Colours in the Dark par Nolwenn-Allison
Trois ans après un What Lies Beneath, qui ne m'avait pas si déplu que cela malgré un retour à une musique très nightwishienne et quelques mois après l'arrivée d'un heureux événement, Tarja Turunen présente enfin à nos fines oreilles son nouvel album, Colours in the Dark. Si l'ambiant My Winter Storm et son symphonique successeur symbolisent la recherche d'une signature musicale personnelle, cet album semble (attention au cliché) être celui de la maturité. Explication.
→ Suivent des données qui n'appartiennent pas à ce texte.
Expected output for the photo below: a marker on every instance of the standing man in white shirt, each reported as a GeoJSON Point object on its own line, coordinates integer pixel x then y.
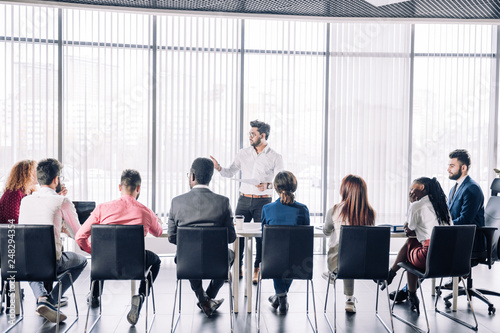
{"type": "Point", "coordinates": [46, 207]}
{"type": "Point", "coordinates": [258, 163]}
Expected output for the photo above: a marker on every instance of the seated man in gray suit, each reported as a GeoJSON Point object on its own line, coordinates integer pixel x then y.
{"type": "Point", "coordinates": [201, 206]}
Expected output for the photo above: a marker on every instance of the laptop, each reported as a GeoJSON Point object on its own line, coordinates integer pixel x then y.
{"type": "Point", "coordinates": [83, 209]}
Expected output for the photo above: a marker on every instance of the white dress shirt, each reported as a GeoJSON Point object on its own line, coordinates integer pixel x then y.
{"type": "Point", "coordinates": [46, 207]}
{"type": "Point", "coordinates": [261, 167]}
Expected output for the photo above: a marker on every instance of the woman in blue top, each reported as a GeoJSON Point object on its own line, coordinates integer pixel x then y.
{"type": "Point", "coordinates": [284, 211]}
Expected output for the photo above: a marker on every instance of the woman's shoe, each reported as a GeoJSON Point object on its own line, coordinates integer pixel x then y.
{"type": "Point", "coordinates": [414, 302]}
{"type": "Point", "coordinates": [400, 297]}
{"type": "Point", "coordinates": [390, 277]}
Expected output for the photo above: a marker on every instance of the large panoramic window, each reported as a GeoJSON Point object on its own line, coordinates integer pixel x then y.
{"type": "Point", "coordinates": [150, 91]}
{"type": "Point", "coordinates": [28, 85]}
{"type": "Point", "coordinates": [369, 113]}
{"type": "Point", "coordinates": [453, 93]}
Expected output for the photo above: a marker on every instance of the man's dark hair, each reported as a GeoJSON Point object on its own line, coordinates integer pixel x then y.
{"type": "Point", "coordinates": [202, 169]}
{"type": "Point", "coordinates": [130, 179]}
{"type": "Point", "coordinates": [262, 127]}
{"type": "Point", "coordinates": [462, 156]}
{"type": "Point", "coordinates": [47, 170]}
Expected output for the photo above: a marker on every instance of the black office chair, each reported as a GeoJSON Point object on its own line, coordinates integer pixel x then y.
{"type": "Point", "coordinates": [287, 253]}
{"type": "Point", "coordinates": [363, 255]}
{"type": "Point", "coordinates": [202, 254]}
{"type": "Point", "coordinates": [449, 255]}
{"type": "Point", "coordinates": [491, 233]}
{"type": "Point", "coordinates": [28, 253]}
{"type": "Point", "coordinates": [118, 254]}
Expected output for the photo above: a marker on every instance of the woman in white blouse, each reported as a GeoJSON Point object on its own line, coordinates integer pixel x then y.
{"type": "Point", "coordinates": [427, 209]}
{"type": "Point", "coordinates": [354, 209]}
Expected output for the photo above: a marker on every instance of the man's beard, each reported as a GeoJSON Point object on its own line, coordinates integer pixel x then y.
{"type": "Point", "coordinates": [256, 143]}
{"type": "Point", "coordinates": [457, 175]}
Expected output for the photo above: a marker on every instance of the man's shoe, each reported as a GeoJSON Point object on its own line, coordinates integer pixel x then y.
{"type": "Point", "coordinates": [216, 303]}
{"type": "Point", "coordinates": [94, 301]}
{"type": "Point", "coordinates": [206, 307]}
{"type": "Point", "coordinates": [326, 276]}
{"type": "Point", "coordinates": [350, 306]}
{"type": "Point", "coordinates": [283, 307]}
{"type": "Point", "coordinates": [400, 297]}
{"type": "Point", "coordinates": [135, 309]}
{"type": "Point", "coordinates": [255, 278]}
{"type": "Point", "coordinates": [275, 302]}
{"type": "Point", "coordinates": [47, 310]}
{"type": "Point", "coordinates": [64, 301]}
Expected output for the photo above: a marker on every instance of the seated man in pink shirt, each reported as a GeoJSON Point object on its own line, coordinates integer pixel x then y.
{"type": "Point", "coordinates": [127, 211]}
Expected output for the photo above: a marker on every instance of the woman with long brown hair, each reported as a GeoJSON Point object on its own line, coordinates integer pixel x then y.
{"type": "Point", "coordinates": [20, 183]}
{"type": "Point", "coordinates": [354, 209]}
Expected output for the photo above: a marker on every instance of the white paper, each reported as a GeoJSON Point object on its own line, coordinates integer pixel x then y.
{"type": "Point", "coordinates": [251, 181]}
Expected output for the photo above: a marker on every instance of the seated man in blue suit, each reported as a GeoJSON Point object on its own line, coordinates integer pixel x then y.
{"type": "Point", "coordinates": [466, 199]}
{"type": "Point", "coordinates": [465, 202]}
{"type": "Point", "coordinates": [201, 206]}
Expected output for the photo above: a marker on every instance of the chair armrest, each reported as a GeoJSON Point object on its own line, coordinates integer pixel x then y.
{"type": "Point", "coordinates": [488, 232]}
{"type": "Point", "coordinates": [412, 269]}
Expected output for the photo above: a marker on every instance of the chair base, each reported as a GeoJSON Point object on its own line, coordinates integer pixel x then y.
{"type": "Point", "coordinates": [479, 294]}
{"type": "Point", "coordinates": [178, 288]}
{"type": "Point", "coordinates": [147, 330]}
{"type": "Point", "coordinates": [332, 277]}
{"type": "Point", "coordinates": [259, 301]}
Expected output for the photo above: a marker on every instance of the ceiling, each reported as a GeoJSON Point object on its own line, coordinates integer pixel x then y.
{"type": "Point", "coordinates": [411, 9]}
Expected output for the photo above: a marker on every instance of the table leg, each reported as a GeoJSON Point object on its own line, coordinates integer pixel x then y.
{"type": "Point", "coordinates": [455, 294]}
{"type": "Point", "coordinates": [236, 273]}
{"type": "Point", "coordinates": [132, 288]}
{"type": "Point", "coordinates": [249, 256]}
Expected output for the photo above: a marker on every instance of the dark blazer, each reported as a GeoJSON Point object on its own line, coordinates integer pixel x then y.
{"type": "Point", "coordinates": [200, 207]}
{"type": "Point", "coordinates": [467, 207]}
{"type": "Point", "coordinates": [276, 213]}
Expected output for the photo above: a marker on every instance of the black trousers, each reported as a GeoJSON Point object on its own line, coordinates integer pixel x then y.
{"type": "Point", "coordinates": [213, 287]}
{"type": "Point", "coordinates": [251, 208]}
{"type": "Point", "coordinates": [153, 261]}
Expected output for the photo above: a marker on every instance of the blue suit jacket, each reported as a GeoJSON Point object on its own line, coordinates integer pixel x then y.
{"type": "Point", "coordinates": [467, 207]}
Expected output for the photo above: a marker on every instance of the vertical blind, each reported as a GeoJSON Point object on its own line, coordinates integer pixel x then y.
{"type": "Point", "coordinates": [369, 113]}
{"type": "Point", "coordinates": [107, 111]}
{"type": "Point", "coordinates": [453, 68]}
{"type": "Point", "coordinates": [198, 101]}
{"type": "Point", "coordinates": [284, 86]}
{"type": "Point", "coordinates": [28, 85]}
{"type": "Point", "coordinates": [387, 101]}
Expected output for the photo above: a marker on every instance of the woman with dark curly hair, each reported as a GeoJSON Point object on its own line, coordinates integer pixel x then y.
{"type": "Point", "coordinates": [427, 209]}
{"type": "Point", "coordinates": [21, 182]}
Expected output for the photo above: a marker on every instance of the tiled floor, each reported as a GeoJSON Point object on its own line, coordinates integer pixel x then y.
{"type": "Point", "coordinates": [116, 300]}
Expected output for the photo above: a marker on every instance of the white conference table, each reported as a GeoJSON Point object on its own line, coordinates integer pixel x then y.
{"type": "Point", "coordinates": [251, 230]}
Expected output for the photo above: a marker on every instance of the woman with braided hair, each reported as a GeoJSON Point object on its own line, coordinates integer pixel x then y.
{"type": "Point", "coordinates": [427, 209]}
{"type": "Point", "coordinates": [284, 211]}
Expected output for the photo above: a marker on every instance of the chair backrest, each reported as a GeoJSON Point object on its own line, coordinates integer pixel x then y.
{"type": "Point", "coordinates": [202, 253]}
{"type": "Point", "coordinates": [287, 252]}
{"type": "Point", "coordinates": [450, 251]}
{"type": "Point", "coordinates": [492, 217]}
{"type": "Point", "coordinates": [117, 252]}
{"type": "Point", "coordinates": [364, 252]}
{"type": "Point", "coordinates": [29, 251]}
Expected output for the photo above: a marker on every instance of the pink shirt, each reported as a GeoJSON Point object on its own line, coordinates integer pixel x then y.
{"type": "Point", "coordinates": [127, 211]}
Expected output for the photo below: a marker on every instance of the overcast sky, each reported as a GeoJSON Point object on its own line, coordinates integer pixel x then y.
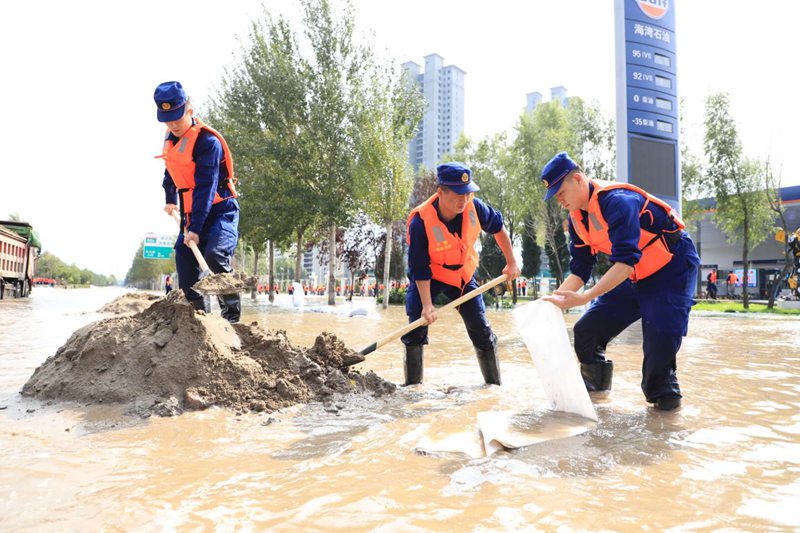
{"type": "Point", "coordinates": [79, 127]}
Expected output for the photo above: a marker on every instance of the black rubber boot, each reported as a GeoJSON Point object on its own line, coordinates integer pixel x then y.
{"type": "Point", "coordinates": [412, 364]}
{"type": "Point", "coordinates": [490, 366]}
{"type": "Point", "coordinates": [230, 306]}
{"type": "Point", "coordinates": [668, 403]}
{"type": "Point", "coordinates": [597, 376]}
{"type": "Point", "coordinates": [201, 304]}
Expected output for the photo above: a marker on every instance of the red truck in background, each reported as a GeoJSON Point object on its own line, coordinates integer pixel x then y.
{"type": "Point", "coordinates": [19, 251]}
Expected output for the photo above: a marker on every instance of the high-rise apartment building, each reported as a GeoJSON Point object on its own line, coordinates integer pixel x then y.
{"type": "Point", "coordinates": [443, 121]}
{"type": "Point", "coordinates": [557, 94]}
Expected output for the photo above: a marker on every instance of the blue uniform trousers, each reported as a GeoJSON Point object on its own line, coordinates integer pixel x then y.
{"type": "Point", "coordinates": [473, 313]}
{"type": "Point", "coordinates": [217, 244]}
{"type": "Point", "coordinates": [663, 301]}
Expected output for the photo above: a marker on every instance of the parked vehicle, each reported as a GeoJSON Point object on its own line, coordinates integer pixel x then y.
{"type": "Point", "coordinates": [19, 252]}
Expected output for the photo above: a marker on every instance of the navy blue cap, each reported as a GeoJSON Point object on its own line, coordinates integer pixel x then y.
{"type": "Point", "coordinates": [555, 171]}
{"type": "Point", "coordinates": [456, 177]}
{"type": "Point", "coordinates": [171, 101]}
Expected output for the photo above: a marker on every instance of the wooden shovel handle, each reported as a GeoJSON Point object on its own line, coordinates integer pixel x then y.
{"type": "Point", "coordinates": [423, 321]}
{"type": "Point", "coordinates": [197, 255]}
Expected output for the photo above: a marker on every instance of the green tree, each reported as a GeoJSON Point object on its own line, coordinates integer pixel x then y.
{"type": "Point", "coordinates": [391, 108]}
{"type": "Point", "coordinates": [531, 251]}
{"type": "Point", "coordinates": [496, 171]}
{"type": "Point", "coordinates": [773, 187]}
{"type": "Point", "coordinates": [540, 135]}
{"type": "Point", "coordinates": [743, 209]}
{"type": "Point", "coordinates": [335, 74]}
{"type": "Point", "coordinates": [263, 110]}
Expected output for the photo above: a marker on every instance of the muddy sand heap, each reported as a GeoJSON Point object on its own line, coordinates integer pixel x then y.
{"type": "Point", "coordinates": [225, 283]}
{"type": "Point", "coordinates": [169, 358]}
{"type": "Point", "coordinates": [129, 303]}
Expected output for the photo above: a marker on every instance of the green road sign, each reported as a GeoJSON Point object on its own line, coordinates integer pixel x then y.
{"type": "Point", "coordinates": [157, 246]}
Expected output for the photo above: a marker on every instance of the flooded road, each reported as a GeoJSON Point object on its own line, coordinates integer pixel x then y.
{"type": "Point", "coordinates": [729, 459]}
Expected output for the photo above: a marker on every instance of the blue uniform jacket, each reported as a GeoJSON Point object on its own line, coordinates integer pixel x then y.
{"type": "Point", "coordinates": [620, 208]}
{"type": "Point", "coordinates": [419, 262]}
{"type": "Point", "coordinates": [209, 177]}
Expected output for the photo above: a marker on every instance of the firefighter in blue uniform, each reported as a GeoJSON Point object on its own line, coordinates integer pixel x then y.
{"type": "Point", "coordinates": [653, 273]}
{"type": "Point", "coordinates": [441, 234]}
{"type": "Point", "coordinates": [199, 182]}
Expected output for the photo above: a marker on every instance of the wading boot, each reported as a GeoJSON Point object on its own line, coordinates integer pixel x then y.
{"type": "Point", "coordinates": [597, 376]}
{"type": "Point", "coordinates": [490, 366]}
{"type": "Point", "coordinates": [412, 365]}
{"type": "Point", "coordinates": [230, 306]}
{"type": "Point", "coordinates": [668, 403]}
{"type": "Point", "coordinates": [201, 304]}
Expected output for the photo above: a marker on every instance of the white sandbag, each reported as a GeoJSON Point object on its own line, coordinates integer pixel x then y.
{"type": "Point", "coordinates": [513, 429]}
{"type": "Point", "coordinates": [297, 294]}
{"type": "Point", "coordinates": [542, 327]}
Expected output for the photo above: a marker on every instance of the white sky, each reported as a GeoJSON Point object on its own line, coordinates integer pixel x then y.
{"type": "Point", "coordinates": [79, 130]}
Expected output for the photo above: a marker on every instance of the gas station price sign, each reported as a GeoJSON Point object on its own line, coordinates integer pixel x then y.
{"type": "Point", "coordinates": [647, 97]}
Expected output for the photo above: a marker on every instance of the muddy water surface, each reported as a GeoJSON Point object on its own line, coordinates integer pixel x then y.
{"type": "Point", "coordinates": [729, 459]}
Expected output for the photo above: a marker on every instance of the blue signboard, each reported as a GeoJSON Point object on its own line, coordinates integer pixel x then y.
{"type": "Point", "coordinates": [647, 97]}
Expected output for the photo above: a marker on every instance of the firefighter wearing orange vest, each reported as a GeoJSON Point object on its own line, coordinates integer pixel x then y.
{"type": "Point", "coordinates": [199, 178]}
{"type": "Point", "coordinates": [653, 273]}
{"type": "Point", "coordinates": [441, 234]}
{"type": "Point", "coordinates": [711, 285]}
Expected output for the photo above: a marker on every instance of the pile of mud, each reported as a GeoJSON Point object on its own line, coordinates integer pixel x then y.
{"type": "Point", "coordinates": [225, 283]}
{"type": "Point", "coordinates": [129, 303]}
{"type": "Point", "coordinates": [170, 358]}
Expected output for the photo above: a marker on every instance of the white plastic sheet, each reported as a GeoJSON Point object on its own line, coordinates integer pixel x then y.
{"type": "Point", "coordinates": [542, 327]}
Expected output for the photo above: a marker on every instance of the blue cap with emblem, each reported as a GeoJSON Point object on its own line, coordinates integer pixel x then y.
{"type": "Point", "coordinates": [456, 177]}
{"type": "Point", "coordinates": [555, 171]}
{"type": "Point", "coordinates": [171, 101]}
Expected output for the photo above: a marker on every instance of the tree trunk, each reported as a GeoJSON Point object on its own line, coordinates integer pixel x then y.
{"type": "Point", "coordinates": [745, 265]}
{"type": "Point", "coordinates": [332, 265]}
{"type": "Point", "coordinates": [699, 246]}
{"type": "Point", "coordinates": [387, 260]}
{"type": "Point", "coordinates": [776, 284]}
{"type": "Point", "coordinates": [298, 265]}
{"type": "Point", "coordinates": [254, 290]}
{"type": "Point", "coordinates": [271, 268]}
{"type": "Point", "coordinates": [514, 282]}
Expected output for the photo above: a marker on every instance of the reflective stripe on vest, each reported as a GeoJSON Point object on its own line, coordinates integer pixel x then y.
{"type": "Point", "coordinates": [181, 166]}
{"type": "Point", "coordinates": [453, 258]}
{"type": "Point", "coordinates": [654, 248]}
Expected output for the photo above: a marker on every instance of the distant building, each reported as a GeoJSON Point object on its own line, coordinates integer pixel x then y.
{"type": "Point", "coordinates": [557, 94]}
{"type": "Point", "coordinates": [443, 121]}
{"type": "Point", "coordinates": [766, 259]}
{"type": "Point", "coordinates": [534, 99]}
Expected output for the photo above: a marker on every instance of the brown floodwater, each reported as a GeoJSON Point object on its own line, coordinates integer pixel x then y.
{"type": "Point", "coordinates": [729, 459]}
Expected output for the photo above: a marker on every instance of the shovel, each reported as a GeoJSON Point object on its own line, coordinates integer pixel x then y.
{"type": "Point", "coordinates": [209, 283]}
{"type": "Point", "coordinates": [423, 321]}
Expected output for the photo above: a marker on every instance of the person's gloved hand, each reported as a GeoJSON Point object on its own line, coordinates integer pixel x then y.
{"type": "Point", "coordinates": [191, 237]}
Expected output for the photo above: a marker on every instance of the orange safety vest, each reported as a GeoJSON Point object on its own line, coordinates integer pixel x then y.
{"type": "Point", "coordinates": [453, 258]}
{"type": "Point", "coordinates": [181, 165]}
{"type": "Point", "coordinates": [655, 252]}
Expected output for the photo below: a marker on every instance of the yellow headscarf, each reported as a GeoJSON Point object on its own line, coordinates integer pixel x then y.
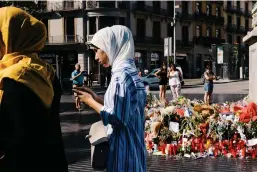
{"type": "Point", "coordinates": [21, 37]}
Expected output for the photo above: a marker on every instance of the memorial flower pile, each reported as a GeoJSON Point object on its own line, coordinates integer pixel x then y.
{"type": "Point", "coordinates": [191, 128]}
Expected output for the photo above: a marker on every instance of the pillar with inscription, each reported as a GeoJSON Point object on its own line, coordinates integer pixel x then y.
{"type": "Point", "coordinates": [251, 40]}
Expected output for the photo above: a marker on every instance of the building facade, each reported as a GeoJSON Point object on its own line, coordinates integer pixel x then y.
{"type": "Point", "coordinates": [251, 40]}
{"type": "Point", "coordinates": [198, 25]}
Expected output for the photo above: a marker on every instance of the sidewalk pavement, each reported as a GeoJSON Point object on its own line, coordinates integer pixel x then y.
{"type": "Point", "coordinates": [188, 82]}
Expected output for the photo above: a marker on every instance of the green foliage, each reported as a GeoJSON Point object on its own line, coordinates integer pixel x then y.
{"type": "Point", "coordinates": [31, 7]}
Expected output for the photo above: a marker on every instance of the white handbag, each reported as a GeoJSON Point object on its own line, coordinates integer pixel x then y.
{"type": "Point", "coordinates": [99, 146]}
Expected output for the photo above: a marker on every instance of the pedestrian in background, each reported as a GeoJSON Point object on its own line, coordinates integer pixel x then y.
{"type": "Point", "coordinates": [174, 81]}
{"type": "Point", "coordinates": [163, 81]}
{"type": "Point", "coordinates": [124, 100]}
{"type": "Point", "coordinates": [78, 81]}
{"type": "Point", "coordinates": [30, 93]}
{"type": "Point", "coordinates": [208, 84]}
{"type": "Point", "coordinates": [91, 78]}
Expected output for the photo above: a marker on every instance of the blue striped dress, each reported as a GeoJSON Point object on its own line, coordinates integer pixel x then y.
{"type": "Point", "coordinates": [124, 104]}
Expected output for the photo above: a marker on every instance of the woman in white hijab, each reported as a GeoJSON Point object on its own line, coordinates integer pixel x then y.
{"type": "Point", "coordinates": [124, 100]}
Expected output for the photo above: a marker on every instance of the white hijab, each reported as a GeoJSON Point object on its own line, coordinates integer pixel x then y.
{"type": "Point", "coordinates": [117, 42]}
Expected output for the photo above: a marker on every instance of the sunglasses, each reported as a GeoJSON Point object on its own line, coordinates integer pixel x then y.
{"type": "Point", "coordinates": [95, 50]}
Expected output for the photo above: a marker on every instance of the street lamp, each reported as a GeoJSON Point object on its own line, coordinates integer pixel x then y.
{"type": "Point", "coordinates": [173, 24]}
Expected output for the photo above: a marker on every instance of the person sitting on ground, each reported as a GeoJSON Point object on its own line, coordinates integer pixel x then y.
{"type": "Point", "coordinates": [78, 81]}
{"type": "Point", "coordinates": [30, 92]}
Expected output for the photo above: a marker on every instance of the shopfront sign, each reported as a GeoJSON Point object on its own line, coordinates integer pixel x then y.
{"type": "Point", "coordinates": [220, 55]}
{"type": "Point", "coordinates": [48, 57]}
{"type": "Point", "coordinates": [154, 56]}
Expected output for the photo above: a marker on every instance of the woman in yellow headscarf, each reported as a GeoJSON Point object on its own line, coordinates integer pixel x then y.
{"type": "Point", "coordinates": [30, 132]}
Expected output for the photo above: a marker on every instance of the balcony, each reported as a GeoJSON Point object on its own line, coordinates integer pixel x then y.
{"type": "Point", "coordinates": [184, 16]}
{"type": "Point", "coordinates": [184, 43]}
{"type": "Point", "coordinates": [91, 4]}
{"type": "Point", "coordinates": [89, 38]}
{"type": "Point", "coordinates": [64, 39]}
{"type": "Point", "coordinates": [123, 5]}
{"type": "Point", "coordinates": [240, 11]}
{"type": "Point", "coordinates": [207, 41]}
{"type": "Point", "coordinates": [248, 29]}
{"type": "Point", "coordinates": [141, 7]}
{"type": "Point", "coordinates": [230, 8]}
{"type": "Point", "coordinates": [148, 40]}
{"type": "Point", "coordinates": [107, 4]}
{"type": "Point", "coordinates": [248, 13]}
{"type": "Point", "coordinates": [199, 15]}
{"type": "Point", "coordinates": [230, 28]}
{"type": "Point", "coordinates": [241, 30]}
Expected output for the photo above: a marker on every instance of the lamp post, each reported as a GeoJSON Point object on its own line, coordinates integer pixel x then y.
{"type": "Point", "coordinates": [173, 24]}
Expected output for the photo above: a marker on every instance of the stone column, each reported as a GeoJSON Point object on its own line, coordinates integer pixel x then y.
{"type": "Point", "coordinates": [117, 20]}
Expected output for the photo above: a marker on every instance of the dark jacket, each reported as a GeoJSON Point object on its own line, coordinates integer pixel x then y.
{"type": "Point", "coordinates": [30, 133]}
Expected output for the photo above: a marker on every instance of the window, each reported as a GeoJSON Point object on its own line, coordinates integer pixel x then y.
{"type": "Point", "coordinates": [45, 21]}
{"type": "Point", "coordinates": [217, 33]}
{"type": "Point", "coordinates": [208, 10]}
{"type": "Point", "coordinates": [140, 28]}
{"type": "Point", "coordinates": [169, 30]}
{"type": "Point", "coordinates": [238, 39]}
{"type": "Point", "coordinates": [156, 6]}
{"type": "Point", "coordinates": [156, 30]}
{"type": "Point", "coordinates": [92, 25]}
{"type": "Point", "coordinates": [198, 7]}
{"type": "Point", "coordinates": [141, 4]}
{"type": "Point", "coordinates": [69, 26]}
{"type": "Point", "coordinates": [230, 40]}
{"type": "Point", "coordinates": [229, 19]}
{"type": "Point", "coordinates": [246, 6]}
{"type": "Point", "coordinates": [238, 4]}
{"type": "Point", "coordinates": [217, 12]}
{"type": "Point", "coordinates": [208, 32]}
{"type": "Point", "coordinates": [68, 4]}
{"type": "Point", "coordinates": [185, 34]}
{"type": "Point", "coordinates": [105, 21]}
{"type": "Point", "coordinates": [184, 7]}
{"type": "Point", "coordinates": [170, 7]}
{"type": "Point", "coordinates": [198, 32]}
{"type": "Point", "coordinates": [122, 21]}
{"type": "Point", "coordinates": [107, 4]}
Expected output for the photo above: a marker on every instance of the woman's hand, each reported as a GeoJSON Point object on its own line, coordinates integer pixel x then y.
{"type": "Point", "coordinates": [84, 96]}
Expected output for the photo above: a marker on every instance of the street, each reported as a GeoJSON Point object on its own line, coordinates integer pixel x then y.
{"type": "Point", "coordinates": [75, 126]}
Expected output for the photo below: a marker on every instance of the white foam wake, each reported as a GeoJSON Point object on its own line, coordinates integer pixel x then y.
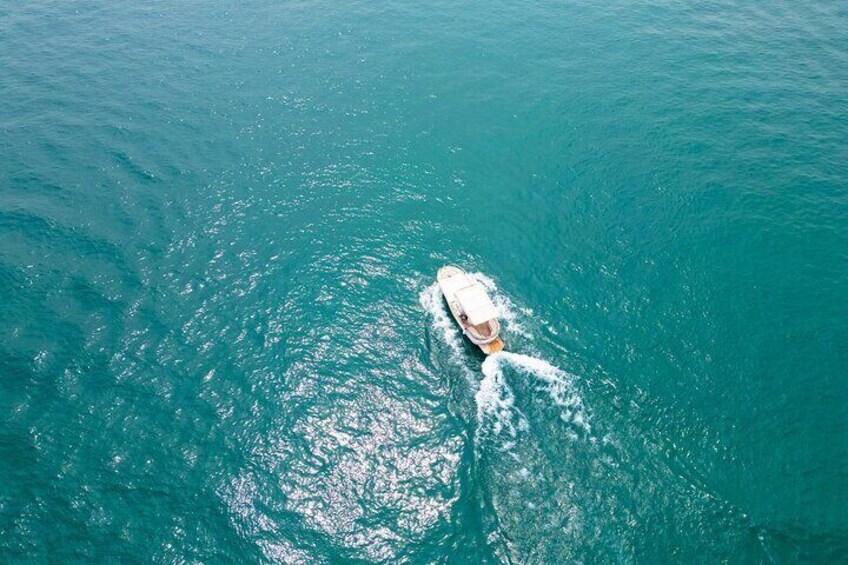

Dès le début de l'album, un sentiment étrange nous submerge. L'impression d'être à la fois en terrain connu et d'explorer une nouvelle facette de l'artiste nous prend dès Victim of Ritual. Pas étonnant : le motif de l'intro et des couplets est une reprise de celui du Boléro de Ravel. Reprendre le classique n'est pas étranger à la Finlandaise qui avait déjà fait un clin d'oeil au Requiem de Mozart sur I Walk Alone (My Winter Storm). Le pre-chorus, chanté a capella a un côté très théâtral, qui rappelle les envolées lyriques sur What Lies Beneath... Et pourtant, le fond est beaucoup plus rock sans aller dans l'excès caricatural qui caractérisait les compos plus hards des deux premiers albums de Tarja. 500 Letters est un peu plus accessible, un peu plus formatée single, mais derrière le côté un peu popisant (j'ai bien dit un peu), se dégage une musique plus épurée, plus ambiante. Ces deux premiers titres marquent un tournant dans la musique de Tarja : le changement se fait doucement grâce à des chansons qui marchent et qui ne sont pas tant que cela en rupture avec ce qui a été fait avant et pourtant...
Dès Lucid Dreamer, on comprend que la donne a changé. L'intro et les couplets se font justement plus ambiants, limite atmo, avec toujours ce petit côté angoisse enfantine symbolisé par le motif de la boîte à musique. Le refrain, quant à lui, poutre pas mal, encore une fois sans chichi. Et voilà qu'au bout de 3 minutes, la Finlandaise nous livre un passage assez surprenant, qui fait passer à du The Gathering qui serait parti dans un délire gothico-sympho-expérimental. Pendant deux minutes, on entend un bébé, des "Memoria", un clavier qui sonne un peu vintage... Du jamais entendu chez une artiste que j'apprécie énormément mais que je considérais jusqu'alors comme assez conventionnelle. Autre morceau de bravoure : Darkness, sûrement le morceau le plus sombre de l'album et de toute la discographie de la chanteuse. Le riff est pesant, la voix est faible et donne l'impression de trembler, il y a des passages néo-classique expérimentaux... Ce titre est tout sauf linéaire et peut se révéler déroutant mais au final, qu'est-ce qu'il est jouissif ! Et comment ne pas rester baba devant Deliverance, avec son orchestration complètement éblouissante ?
Les ballades ont également un peu muté, laissant de côté le BABA de ce qui fait une bonne ballade dans le sympho. Une fois de plus, c'est l'ambient, l'atmosphérique qui l'emporte, à l'instar des derniers projets et autres collaborations de Tarja. Mais même s'ils sont d'une toute autre qualité que celles des deux premiers albums, Mystique Voyage et Until Silence ne laissent pas un souvenir impérissable. Noyés au milieu de morceaux d'une toute autre envergure, on les oubliera assez facilement. Le problème, encore et toujours avec Tarja, c'est que ces ballades ne dégagent pas tant que cela d'émotions et cela reste très froid.
Autre petite déception : Never Enough, qui ne m'avait déjà pas tant que cela emballée en concert et qui, à côté de titres faisant preuve d'une admirable évolution, reste encore trop marqué par le côté bourrinage artificiel des morceaux hards des deux premiers albums.
Beaucoup moins symphonique que What Lies Beneath, Colours of the Dark ne manquera pas de déconcerter un peu les aficionados de l'ex-chanteuse de Nightwish. Et pourtant, c'est bien là le meilleur album de Tarja, plus subtil, plus complexe, plus varié. Espérons que la soprano ne perde pas cette voie qui lui va si bien.